En plus de la prison, ces agents verront leurs biens saisis et revendus moins cher pour permettre à l’Etat de rentrer dans ses fonds investis sous forme de salaire durant tout le temps que ces agents ont passé à leurs postes. Mais n’y a-t-il que des faux diplômes comme crime commis contre l’Etat ?
Les nouveaux milliardaires poussent comme des champignons et le phénomène n’est pas prêt de finir. Or, qui dit possessions matérielles, dit envie d’être le chef suprême, et qui dit chef suprême dit moyens pour le devenir.
Au royaume des Gnassingbé, de nouveaux milliardaires peuvent nourrir des envies qui ne sont réservées qu’au seul président fondateur et son clan. Et dans ce cas, on risque d’assister au débarquement de nouveaux visages dans la cité balnéaire, non pas pour prendre des bains de soleil, mais pour porter atteinte à la tranquillité du maître du céans.
Il y a quelque temps, on a appris une histoire de cartons de macaroni ayant quitté un ministère pour un village à l’intérieur du pays. Le colis était-il destiné à président fondateur qui a aussi une demeure dans ce village, ou était-ce la propriété d’un des beaux-pères? On aurait appris qu’en lieu et place des macaronis, c’étaient des liasses qui dormaient dans ces cartons. A quelle fin et pour qui ? Avec les histoires d’emprisonnement qui se font de façon sélective, on se demande pourquoi les enquêteurs Derrick et Colombo ne feraient pas une descente dans le milieu concerné, histoire de jeter un coup d’œil à ce qui se passe là-bas.

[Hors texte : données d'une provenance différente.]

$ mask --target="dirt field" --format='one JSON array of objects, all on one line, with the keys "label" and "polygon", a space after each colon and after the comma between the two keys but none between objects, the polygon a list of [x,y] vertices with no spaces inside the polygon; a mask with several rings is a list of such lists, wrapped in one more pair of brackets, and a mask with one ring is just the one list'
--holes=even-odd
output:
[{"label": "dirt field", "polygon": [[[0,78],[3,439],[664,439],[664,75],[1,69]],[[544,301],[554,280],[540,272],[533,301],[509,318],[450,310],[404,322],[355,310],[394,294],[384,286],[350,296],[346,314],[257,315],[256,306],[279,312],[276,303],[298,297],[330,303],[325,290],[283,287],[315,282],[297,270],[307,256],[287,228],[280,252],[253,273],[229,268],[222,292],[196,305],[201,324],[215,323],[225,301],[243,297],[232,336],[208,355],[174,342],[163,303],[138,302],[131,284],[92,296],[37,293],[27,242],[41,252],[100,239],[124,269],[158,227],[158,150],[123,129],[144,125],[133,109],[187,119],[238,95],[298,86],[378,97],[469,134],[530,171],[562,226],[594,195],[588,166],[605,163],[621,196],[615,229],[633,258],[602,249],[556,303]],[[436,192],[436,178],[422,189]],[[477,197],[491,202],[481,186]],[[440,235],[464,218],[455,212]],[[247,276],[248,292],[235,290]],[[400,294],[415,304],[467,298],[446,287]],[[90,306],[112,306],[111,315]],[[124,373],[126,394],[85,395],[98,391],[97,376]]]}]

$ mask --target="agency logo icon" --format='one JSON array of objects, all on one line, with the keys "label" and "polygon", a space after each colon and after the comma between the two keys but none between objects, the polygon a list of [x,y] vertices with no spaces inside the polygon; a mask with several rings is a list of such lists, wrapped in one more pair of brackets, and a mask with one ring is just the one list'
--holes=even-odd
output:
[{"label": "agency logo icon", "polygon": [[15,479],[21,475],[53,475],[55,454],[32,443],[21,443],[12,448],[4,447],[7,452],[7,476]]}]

Pêcher les menus fretins, c’est bien, mais se tourner vers les gros poissons, c’est ce qu’attendent les Togolais. Si président fondateur lui-même a reconnu dans l’une de ses rarissimes allocutions qu’une minorité a accaparé les richesses du pays, c’est dire que le phénomène du faux et de la corruption est grand et mérite qu’on y fasse face véritablement. Dans un pays sous développé –et notre « Gnassland-city » chéri est très sous-sous développé- où fleurissent des milliardaires, c’est sur les fauteuils des présidents fondateurs que ces nouveaux milliardaires lorgnent. Les villégiatures étant un des sports favoris de qui on sait, plus tôt une traque généralisée sera lancée, mieux la cité balnéaire se portera.